Relieved to have the worst of her routine over, Autumn rose and limped to the display of free weights along one wall. Her body had had to relearn most of its movements after the accident. Aside from her leg and the split down her face and neck, she’d broken one arm, herniated a couple of discs in her back and torn muscles in her right shoulder. Internal hemorrhaging had been the biggest threat during her first week in the hospital. Once it was clear she’d survive, they’d started her immediately into restoring the parts of her body they could while the rest of her went through surgeries.
Rehab had concentrated as much on strengthening her core as rebuilding the muscles around her injuries. She was surprised – and pleased – to see the Pilates reformer machine in the school gym when she walked in this morning. The hospital had one as well, and the nurses taught her how to use it. She’d started with her core this morning then moved onto her legs. Next up: the chest and arm exercises.
When she finished with the two hour session, she stood shakily before the mirrors lining one wall. With her hair in a bun and no makeup, she saw the scar clearly that ran down the side of her face and neck and those along her right arm and leg. She looked like Raggedy Ann: held together by stitching and nothing else. That cartoon, too, had played every day at the hospital.
She almost smiled. Three months ago, she’d hurt so much, she wanted to die. She’d awoken the third day in the hospital to a wall of pain that seemed like it would crush her. The surgeries, needles, headaches from medications. The agony. The drugs they gave her took the edge off but didn’t stop it. There’d been no escape. Unable to move or cry, she’d been lost in the pain for days, until she woke one day and decided she had to survive. If she hadn’t died, there was a reason. Something was waiting for her on the other end of her recovery. She just had to make it that far.

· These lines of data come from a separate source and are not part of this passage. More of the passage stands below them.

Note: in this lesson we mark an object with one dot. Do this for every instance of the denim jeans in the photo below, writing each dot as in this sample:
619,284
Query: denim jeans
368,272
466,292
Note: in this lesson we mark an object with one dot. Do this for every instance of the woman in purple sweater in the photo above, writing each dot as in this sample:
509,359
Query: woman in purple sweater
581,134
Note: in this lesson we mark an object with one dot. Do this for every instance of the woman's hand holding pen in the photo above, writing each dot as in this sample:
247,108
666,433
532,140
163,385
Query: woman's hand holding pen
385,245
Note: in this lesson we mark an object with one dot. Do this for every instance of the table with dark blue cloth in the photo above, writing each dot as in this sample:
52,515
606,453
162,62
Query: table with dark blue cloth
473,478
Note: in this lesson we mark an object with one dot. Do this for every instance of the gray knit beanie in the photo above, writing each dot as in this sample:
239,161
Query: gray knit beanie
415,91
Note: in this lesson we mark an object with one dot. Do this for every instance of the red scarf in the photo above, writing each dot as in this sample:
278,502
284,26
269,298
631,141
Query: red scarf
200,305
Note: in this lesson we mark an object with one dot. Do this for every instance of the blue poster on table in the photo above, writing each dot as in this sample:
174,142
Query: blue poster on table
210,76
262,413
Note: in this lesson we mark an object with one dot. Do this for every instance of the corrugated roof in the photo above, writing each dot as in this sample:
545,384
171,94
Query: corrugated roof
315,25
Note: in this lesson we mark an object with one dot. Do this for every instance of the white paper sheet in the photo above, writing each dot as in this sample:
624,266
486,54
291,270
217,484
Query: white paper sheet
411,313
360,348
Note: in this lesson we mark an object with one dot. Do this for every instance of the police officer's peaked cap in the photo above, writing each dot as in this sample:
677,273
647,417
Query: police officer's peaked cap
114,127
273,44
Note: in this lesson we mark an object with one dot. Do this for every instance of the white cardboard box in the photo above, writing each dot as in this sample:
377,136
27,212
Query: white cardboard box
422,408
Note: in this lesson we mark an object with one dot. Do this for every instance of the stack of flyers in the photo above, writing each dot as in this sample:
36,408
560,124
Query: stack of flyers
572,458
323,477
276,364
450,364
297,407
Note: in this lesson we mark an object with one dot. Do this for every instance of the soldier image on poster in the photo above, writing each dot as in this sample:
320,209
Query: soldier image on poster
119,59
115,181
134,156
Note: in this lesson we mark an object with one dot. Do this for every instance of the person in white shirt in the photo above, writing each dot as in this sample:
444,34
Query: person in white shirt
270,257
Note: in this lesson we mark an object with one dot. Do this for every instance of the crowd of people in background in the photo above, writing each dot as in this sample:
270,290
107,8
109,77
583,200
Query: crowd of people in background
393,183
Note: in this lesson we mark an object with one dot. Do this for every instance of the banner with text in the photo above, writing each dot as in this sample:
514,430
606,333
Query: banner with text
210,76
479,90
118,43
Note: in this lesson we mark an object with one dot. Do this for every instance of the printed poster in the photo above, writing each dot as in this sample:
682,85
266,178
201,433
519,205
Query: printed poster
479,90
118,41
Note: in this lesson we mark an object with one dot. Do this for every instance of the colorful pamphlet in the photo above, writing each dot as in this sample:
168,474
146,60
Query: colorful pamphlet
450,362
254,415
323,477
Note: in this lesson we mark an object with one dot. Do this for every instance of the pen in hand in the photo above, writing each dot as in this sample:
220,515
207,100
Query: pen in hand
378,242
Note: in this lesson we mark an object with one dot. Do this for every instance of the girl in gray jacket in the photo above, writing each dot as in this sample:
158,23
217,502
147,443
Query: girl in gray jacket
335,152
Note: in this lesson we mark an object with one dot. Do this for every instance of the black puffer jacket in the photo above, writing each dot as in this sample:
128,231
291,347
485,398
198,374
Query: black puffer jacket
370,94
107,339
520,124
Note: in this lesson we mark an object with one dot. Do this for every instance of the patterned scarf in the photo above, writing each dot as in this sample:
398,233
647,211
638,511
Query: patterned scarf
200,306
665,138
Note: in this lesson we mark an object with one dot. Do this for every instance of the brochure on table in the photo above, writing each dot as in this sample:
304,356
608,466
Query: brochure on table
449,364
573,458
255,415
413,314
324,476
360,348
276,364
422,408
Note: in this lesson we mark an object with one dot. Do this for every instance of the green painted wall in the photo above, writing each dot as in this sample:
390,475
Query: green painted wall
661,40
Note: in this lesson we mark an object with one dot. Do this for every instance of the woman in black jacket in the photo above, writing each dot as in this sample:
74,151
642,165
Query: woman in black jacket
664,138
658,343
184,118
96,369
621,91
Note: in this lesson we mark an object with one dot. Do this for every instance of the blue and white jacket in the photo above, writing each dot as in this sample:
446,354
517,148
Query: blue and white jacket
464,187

She turned her focus from the pain to being alive. The Wizard of Oz, the blue sky outside her hospital window, the small victories in being able to move more of her body every day – these distractions helped her get through the days. Instead of seeing each surgery as resulting in another journey of pain, she saw it as a step closer to rebuilding her body.
Pain was a constant, like the terrible elevator music in the hallways where she’d waited for rehab or more surgeries. She vowed it wouldn’t beat her. She’d made it and better, she’d recovered faster than anyone at the hospital expected.